Boy Scouts of America Recognizes National Stress-Free Family Holiday Month

NEWS RELEASE

BOY SCOUTS OF AMERICA RECOGNIZES STRESS-FREE FAMILY HOLIDAY MONTH
Nation's Leading Youth Organization Encourages Service to Reduce Stress During Holidays

This December, the nation's leading youth organization, the Boy Scouts of America, recognizes National Stress-Free Family Holiday Month by continuing its commitment to serving those in need. As part of its Good Turn for America initiative, the BSA urges Americans to join its efforts toward community service through "Good Turns," offering simple ways to give back during the holidays. Helping others makes the holidays less stressful for those in need, and studies show that charitable acts such as donating time or money improve the cardiovascular system, reduce stress levels, improve sleep, and increase overall happiness in the donor .

"Our vision is to serve America's communities and families through our values-based programs," said Roy L. Williams, Chief Scout Executive of the BSA. "This is why it is so important to recognize National Stress-Free Family Holiday Month this December.
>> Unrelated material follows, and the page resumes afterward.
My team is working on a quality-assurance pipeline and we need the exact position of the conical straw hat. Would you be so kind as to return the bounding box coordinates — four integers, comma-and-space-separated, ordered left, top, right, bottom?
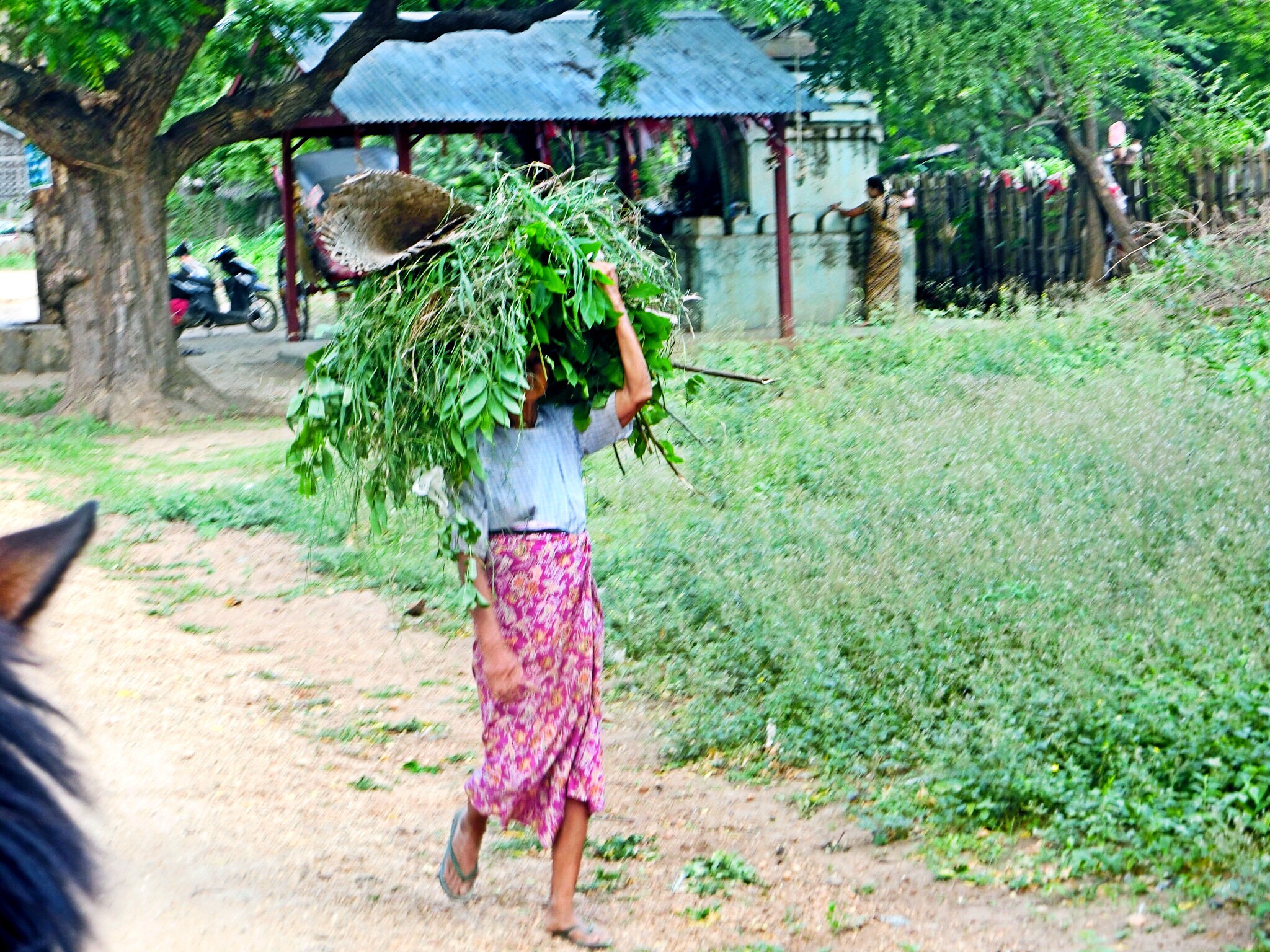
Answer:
321, 170, 473, 274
We [the BSA] strive to Do a Good Turn Daily, serving our communities and fostering a sense of good will toward others, and we urge all Americans to do the same to make the holidays less stressful and more enjoyable in their communities."

According to the Stress Institute, philanthropy is one of the top 10 ways to reduce stress. The BSA offers a variety of ways to consider giving back this holiday season:

  • American Red Cross: The holidays are always difficult times for blood donation. As people get busy with plans, parties, and preparation, blood donation appointments are often forgotten. Yet the need for blood remains constant and urgent.
  • Habitat for Humanity: What better gift to give at the holidays than for a family to have a home of their own?
  • Salvation Army: Donate your loose change to Salvation Army bell ringers at your local store or personally select toys and clothes for a specific child with the organization's Angel Tree Christmas program.
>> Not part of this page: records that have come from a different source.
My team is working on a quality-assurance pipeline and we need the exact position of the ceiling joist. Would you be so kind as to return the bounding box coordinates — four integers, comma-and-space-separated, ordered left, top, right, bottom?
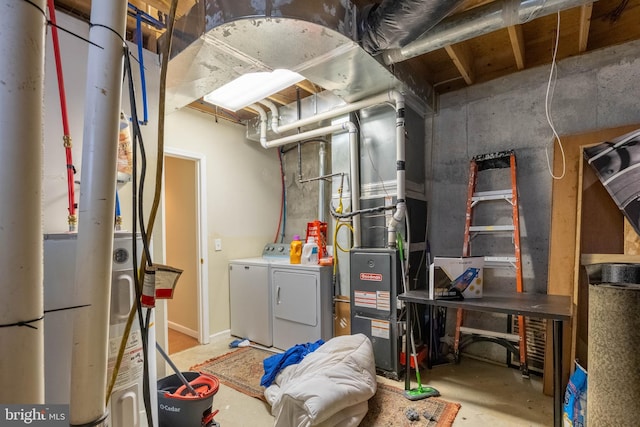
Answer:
445, 43, 475, 85
578, 3, 593, 53
507, 25, 525, 70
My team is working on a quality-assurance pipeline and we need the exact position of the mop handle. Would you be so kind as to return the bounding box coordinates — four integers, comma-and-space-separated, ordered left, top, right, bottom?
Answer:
156, 342, 198, 396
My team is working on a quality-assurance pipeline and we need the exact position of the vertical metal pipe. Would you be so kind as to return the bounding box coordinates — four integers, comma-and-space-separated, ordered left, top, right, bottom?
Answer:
318, 141, 327, 222
0, 0, 47, 404
70, 0, 127, 425
346, 126, 362, 248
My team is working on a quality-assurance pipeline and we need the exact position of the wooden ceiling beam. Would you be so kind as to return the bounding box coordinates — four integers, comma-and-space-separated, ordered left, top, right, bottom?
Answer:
267, 93, 293, 105
444, 43, 475, 85
138, 0, 196, 17
507, 25, 524, 70
578, 3, 593, 53
296, 80, 319, 95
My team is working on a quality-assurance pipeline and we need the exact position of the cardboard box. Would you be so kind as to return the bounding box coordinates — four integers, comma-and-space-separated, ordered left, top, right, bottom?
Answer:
429, 256, 484, 298
333, 295, 351, 337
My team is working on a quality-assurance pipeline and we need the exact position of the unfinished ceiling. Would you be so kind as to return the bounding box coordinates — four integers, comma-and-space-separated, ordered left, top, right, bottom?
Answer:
55, 0, 640, 120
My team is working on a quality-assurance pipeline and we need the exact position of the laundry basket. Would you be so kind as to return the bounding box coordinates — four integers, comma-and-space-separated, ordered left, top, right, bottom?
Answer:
158, 372, 220, 427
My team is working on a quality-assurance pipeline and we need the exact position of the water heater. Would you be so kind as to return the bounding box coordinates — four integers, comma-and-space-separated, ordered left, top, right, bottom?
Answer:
44, 232, 158, 427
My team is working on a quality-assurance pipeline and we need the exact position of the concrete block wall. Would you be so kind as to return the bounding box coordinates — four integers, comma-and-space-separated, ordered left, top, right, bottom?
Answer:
426, 41, 640, 362
426, 41, 640, 292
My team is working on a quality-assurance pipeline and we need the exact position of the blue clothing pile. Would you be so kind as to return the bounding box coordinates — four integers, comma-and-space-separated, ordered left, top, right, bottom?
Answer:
260, 340, 324, 387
One example of Scouts honoring National Stress-Free Family Holiday Month and "doing a Good Turn for America" is Good Turn 2005: Merry Christmassissippi, a cross-country holiday toy drive spanning more than 4,000 miles across the United States. Boy Scouts and Scout leaders from Troop 650 in Alta Loma, California; San Antonio, Texas; and Biloxi, Mississippi; have joined together with a goal to collect more than $25,000 in gifts and supplies to be delivered to more than 300 children and families that were affected by Hurricanes Katrina and Rita. Last year's Good Turn 2004: Happy Holidays to Hurricane Homes raised approximately $23,000 and served hundreds affected by the devastating hurricane season.

Each month, Boy Scout councils across the United States serve Americans through the Good Turn for America initiative, which encourages Scouts to "Do a Good Turn Daily" through a variety of community service projects. Good Turn for America is a collaboration with The Salvation Army, Habitat for Humanity, the American Red Cross, and thousands of other community organizations that focuses the power of volunteerism on important community issues such as hunger, shelter, and health. Started in 2004, Good Turn for America has generated more than 1.8 million hours of service to date.

Since its inception, the BSA has trained young people in citizenship, service, and leadership to better serve America's communities and families through its quality, values-based program. In the past 95 years, the nearly 110 million members of Scouting have provided countless hours of service. The more than 1.7 million Eagle Scouts alone have provided an estimated 36 million hours of service through their Eagle projects. Good Turn for America aims to make a substantial positive impact on the nation by providing millions of volunteer hours to benefit those in need. More information about service and philanthropic leadership is available from the BSA at www.goodturnforamerica.org.

Serving nearly 4.9 million young people between 7 and 20 years of age with more than 300 councils throughout the United States and its territories, the Boy Scouts of America is the nation's foremost youth program of character development and values-based leadership training.